Avec des leaders des communautés autochtones, nous avons créé depuis le début de la pandémie de COVID-19 une série de feuillets informatifs que nous avons traduits dans toutes les langues autochtones de la Saskatchewan. Nous avons également conçu la stratégie Gardez la flamme allumée, qui comprend des feuillets informatifs, mais aussi des vidéos, la distribution de boîtes de denrées aux aînés en milieu urbain, et des trousses contenant des jeux, des casse-têtes, des recettes, des livres électroniques, entre autres, pour aider les aînés, les familles et les enfants durant le confinement. Nous avons aussi élaboré, sous la direction de partenaires communautaires, des projets de recherche qui profiteront aux communautés autochtones durant la pandémie (beaucoup portent sur la technologie, par exemple).

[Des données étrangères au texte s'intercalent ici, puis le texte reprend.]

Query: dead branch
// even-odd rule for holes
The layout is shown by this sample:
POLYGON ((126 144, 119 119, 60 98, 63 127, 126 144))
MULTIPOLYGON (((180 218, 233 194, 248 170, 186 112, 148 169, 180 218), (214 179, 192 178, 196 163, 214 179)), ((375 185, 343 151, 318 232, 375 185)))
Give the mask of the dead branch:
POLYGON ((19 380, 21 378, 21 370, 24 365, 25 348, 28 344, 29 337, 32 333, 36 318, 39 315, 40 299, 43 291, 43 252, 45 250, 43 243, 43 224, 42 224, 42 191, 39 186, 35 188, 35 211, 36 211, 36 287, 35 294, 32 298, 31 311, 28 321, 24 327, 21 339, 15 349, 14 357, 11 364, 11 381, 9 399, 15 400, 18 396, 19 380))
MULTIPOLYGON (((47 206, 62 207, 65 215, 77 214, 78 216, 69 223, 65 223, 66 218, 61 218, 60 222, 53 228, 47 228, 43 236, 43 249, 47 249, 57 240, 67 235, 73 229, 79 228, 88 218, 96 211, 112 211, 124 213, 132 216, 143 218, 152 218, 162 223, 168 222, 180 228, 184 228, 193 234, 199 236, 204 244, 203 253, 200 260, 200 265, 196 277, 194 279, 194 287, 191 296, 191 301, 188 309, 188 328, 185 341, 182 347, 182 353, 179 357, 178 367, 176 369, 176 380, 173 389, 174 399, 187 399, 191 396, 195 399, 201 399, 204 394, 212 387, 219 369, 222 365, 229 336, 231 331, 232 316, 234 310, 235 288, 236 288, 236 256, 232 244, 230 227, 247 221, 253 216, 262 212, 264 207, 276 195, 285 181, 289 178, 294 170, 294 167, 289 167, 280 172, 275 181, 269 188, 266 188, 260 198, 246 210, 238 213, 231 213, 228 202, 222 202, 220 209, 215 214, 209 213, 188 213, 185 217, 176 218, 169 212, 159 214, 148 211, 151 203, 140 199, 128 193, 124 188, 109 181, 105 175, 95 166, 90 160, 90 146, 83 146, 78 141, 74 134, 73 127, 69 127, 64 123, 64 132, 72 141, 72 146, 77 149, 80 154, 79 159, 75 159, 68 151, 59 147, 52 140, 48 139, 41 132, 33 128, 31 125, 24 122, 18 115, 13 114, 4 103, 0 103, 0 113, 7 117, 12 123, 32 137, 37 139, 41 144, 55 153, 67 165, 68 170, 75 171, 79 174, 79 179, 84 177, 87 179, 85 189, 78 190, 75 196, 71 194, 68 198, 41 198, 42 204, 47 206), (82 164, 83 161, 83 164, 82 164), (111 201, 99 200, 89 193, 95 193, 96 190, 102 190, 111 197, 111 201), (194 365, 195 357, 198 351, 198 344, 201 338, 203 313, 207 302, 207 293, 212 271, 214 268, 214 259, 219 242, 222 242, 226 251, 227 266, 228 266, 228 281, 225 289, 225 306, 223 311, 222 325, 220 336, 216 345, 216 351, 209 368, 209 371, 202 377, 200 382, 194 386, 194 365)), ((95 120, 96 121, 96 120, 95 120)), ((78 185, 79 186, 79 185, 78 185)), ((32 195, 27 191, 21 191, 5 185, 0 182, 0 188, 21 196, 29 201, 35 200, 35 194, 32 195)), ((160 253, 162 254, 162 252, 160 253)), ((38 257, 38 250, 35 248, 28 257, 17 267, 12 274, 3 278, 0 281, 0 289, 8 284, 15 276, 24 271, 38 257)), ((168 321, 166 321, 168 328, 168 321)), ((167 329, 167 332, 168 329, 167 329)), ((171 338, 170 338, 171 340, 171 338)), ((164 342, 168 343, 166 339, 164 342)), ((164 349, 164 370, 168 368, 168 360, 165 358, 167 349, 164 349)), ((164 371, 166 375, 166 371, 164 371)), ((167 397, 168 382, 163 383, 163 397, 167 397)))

Les chefs, les aînés et les autres leaders ont parlé à leurs communautés pour encourager les Autochtones à recevoir le vaccin et les rassurer, et ont donné l'exemple en se faisant vacciner. Par ailleurs, nous avons aidé à lancer une campagne pour démentir la mésinformation. Nous avons conçu de nouveaux feuillets contenant de l'information pertinente et exacte traduite en langues autochtones (nous sommes en train de les traduire) et soutenant l'initiative #LaScienceDabord qui a été lancée par le sénateur Stan Kutcher pour contrer la mésinformation. Nous avons aussi collaboré avec l'éthicienne et artiste dénée Lisa Boivin, qui crée des feuillets informatifs sur l'acceptation des vaccins dans les communautés autochtones (en anglais seulement) [ PDF (3,74 Mo) - lien externe ].